Surprise flared. There were only three ways to dissolve a marriage. Hers was one. The others—“Annulment is not possible,” she said, hating the thread of sadness that threatened at the words. At the idea that he might have pushed for it. There had been a—

There had been a child.

He met her gaze then. “Not annulment.”

“Then you were intending to have me declared dead.” It had occurred to her, of course. At night, when she thought about the possibility that he might desire an heir. That he might have changed his mind. That he might have decided another woman and another family were desirable.

There was only one way to clear the path to a new heir. With the exception of the fact that she was not dead. And one other minor issue.

“Four years hence?” The law required seven to have passed before a person could be declared dead. He looked away. “Ah. But you’ve the funds and the power to circumvent a little thing like the passage of time, don’t you, Duke?”

His gaze narrowed. “You say that as though you do not plan to use those same funds to convince Parliament to grant us a divorce—something so exorbitantly costly that there have been, what, two hundred and fifty authorized? Ever? In history?”

“Three hundred and fourteen,” Sera answered. “And at least at the end of my plan we are both alive. Was I to die soon? Am I lucky I arrived before the summer recess and not after it? When Parliament returns from summer idyll, rested and ready to disappear one duchess and make room for another?”

“It no longer matters, does it?” he said, the words calm enough to tempt her to rage.

It shouldn’t have. She had one goal. The Singing Sparrow, her tavern. And with it funds, freedom, and future. None of which was hers until he cut her reins.

“So get to it, Sera. What is the reason for the dissolution of our once legendary union? There are limited arguments for divorce. What, then? Shall you tell my colleagues that I was intolerably cruel? Declare to all London that I am a lunatic? Perhaps you were forced to marry me? No,” he scoffed. “Everyone knows you came quite willingly. Fairly tripping down the aisle to shackle yourself to me.”

“What a silly girl I was,” she snapped. “That was before I knew the truth.”

His gaze narrowed. “And what truth is that?”

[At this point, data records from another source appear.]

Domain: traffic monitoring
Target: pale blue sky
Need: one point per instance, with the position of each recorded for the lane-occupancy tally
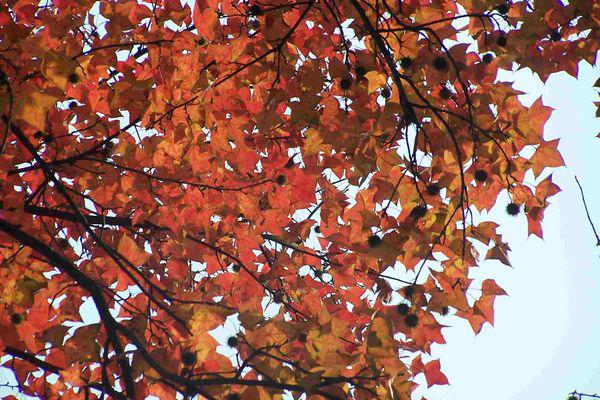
(545, 340)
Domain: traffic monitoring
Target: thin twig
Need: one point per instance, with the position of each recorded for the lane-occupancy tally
(588, 213)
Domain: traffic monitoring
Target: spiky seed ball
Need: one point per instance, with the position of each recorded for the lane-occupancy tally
(188, 358)
(281, 179)
(345, 83)
(488, 58)
(290, 163)
(418, 212)
(405, 62)
(16, 318)
(502, 9)
(512, 209)
(73, 78)
(385, 93)
(445, 93)
(374, 241)
(555, 35)
(232, 341)
(440, 63)
(433, 189)
(255, 9)
(277, 297)
(411, 320)
(403, 308)
(480, 175)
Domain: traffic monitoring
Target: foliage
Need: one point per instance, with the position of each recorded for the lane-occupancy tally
(299, 167)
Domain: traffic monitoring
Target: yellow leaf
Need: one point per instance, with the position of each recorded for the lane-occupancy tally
(58, 69)
(313, 142)
(131, 251)
(376, 80)
(33, 107)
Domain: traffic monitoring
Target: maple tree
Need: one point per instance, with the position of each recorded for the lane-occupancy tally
(309, 169)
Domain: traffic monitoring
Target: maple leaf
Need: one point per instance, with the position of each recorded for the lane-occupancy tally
(262, 176)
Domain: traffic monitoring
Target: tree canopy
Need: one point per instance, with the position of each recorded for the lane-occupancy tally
(307, 174)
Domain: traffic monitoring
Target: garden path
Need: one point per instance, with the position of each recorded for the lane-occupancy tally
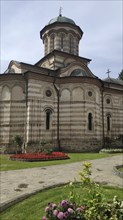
(19, 184)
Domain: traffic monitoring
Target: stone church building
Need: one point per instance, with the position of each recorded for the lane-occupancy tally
(59, 99)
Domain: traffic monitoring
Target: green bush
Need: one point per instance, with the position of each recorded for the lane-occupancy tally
(95, 206)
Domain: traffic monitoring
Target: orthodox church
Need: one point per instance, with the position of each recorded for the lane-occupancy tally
(59, 99)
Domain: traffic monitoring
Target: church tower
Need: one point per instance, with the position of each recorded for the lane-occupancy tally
(62, 34)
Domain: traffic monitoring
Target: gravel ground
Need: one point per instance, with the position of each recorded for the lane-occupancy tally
(18, 184)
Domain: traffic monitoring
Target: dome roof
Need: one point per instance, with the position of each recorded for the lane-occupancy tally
(62, 19)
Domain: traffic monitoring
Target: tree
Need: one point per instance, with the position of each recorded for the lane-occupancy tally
(18, 140)
(120, 75)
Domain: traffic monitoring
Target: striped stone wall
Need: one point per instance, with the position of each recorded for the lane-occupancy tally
(25, 101)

That you never wanted me. That you cared more for your title than for your future. That we would never be more than a passing, fleeting moment. That you wouldn’t care when our family became an impossibility.

“It is no matter.”

“I never lied,” he said.

It was an echo of years earlier. You lied. She could still hear the words, as though he’d said them yesterday instead of three years ago, when he’d refused to listen. When he refused to believe.

Because she hadn’t lied. Not when it was important. She raised her chin, defiant and defensive. “In this, husband, you do forget.”

He set the weighted tumbler to his desk with an ominous thud, punctuating his movement as he came to her, a muscle twitching in his cheek the only indication of his irritation.